The Head and the Heart
And it is my prayer that your love may abound more and more, with knowledge and all discernment, so that you may approve what is excellent, and so be pure and blameless for the day of Christ . . . Philippians 1:9-10
While treating those with substance use disorders, it’s easy to err in either being too compassionate or being too tough. Those addicted to chemicals often have a dysfunctional relationship with medications and will frequently come to me, asking for something that is counterproductive to their recovery. At that point, it’s easiest to just give them what they want. As a physician, I desire to help people and there’s a part of me that feels giving people what they ask for is a good thing. But, in this case, it can be harmful. So, sometimes I must say no. In doing so though, I can often go too far in the other direction, becoming a cruel taskmaster.

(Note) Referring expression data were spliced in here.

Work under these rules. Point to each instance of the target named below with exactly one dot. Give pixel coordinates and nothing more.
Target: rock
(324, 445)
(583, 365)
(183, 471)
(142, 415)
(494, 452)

Those who are addicted require love and compassion but love without truth will give in to their self-destructive nature. They require truth, but truth without love will be cold, calloused, and downright mean. Those addicted require both love and truth.

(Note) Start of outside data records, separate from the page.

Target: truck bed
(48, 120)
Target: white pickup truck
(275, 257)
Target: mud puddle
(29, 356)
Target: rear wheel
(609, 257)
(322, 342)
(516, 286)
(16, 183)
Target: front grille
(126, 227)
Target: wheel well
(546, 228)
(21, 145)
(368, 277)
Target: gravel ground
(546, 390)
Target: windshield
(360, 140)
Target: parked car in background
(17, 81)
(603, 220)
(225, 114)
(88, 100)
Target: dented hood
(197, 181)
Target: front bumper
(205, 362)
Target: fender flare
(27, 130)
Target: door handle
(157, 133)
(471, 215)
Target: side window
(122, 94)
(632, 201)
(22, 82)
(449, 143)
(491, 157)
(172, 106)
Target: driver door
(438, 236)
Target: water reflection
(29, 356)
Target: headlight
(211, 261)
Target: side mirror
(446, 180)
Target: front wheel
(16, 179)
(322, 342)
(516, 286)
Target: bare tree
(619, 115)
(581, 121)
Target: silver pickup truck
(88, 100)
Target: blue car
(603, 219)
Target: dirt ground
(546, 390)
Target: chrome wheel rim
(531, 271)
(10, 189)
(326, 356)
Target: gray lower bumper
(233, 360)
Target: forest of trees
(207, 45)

In today’s passage, Paul addressed this dualism. In it, he prayed for the Philippians to grow in love, coupled with knowledge. To know the will of God, and to live it, they needed the heart and the head. They needed both love and truth.

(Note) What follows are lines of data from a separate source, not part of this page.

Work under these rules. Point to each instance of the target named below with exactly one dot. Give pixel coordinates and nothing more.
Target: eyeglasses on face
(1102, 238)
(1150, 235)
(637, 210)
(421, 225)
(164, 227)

This isn’t something we apply only in our interactions with the addicted. This is something we must apply to our own lives. In our own thoughts, words, and actions, we must continually strive for both truth and love. If we simply follow our hearts, without using our minds, we’ll regularly choose unhealthy behavior. Emotions are labile, continually changing. Love without truth to govern it leads to chaos. If, however, we simply follow logic and reason, we’ll become cold, calculating tyrants. Truth without love to soften it is simply a legalistic set of rules, harsh and cruel.
When I have a strong emotional impulse to do or say something, my first impulse is often wrong. I frequently must ask myself if I’m being reasonable – and often, I’m not. I must filter my emotions through my brain. Likewise, when I believe something to be true and important, I often want to smash others over the head with that truth. At such times, I need to temper the truth with love and compassion.
In all things, I must learn to balance both love and truth. They are opposite sides of the same coin and one without the other is incomplete. They need each other to be whole. One without the other is actually evil and destructive.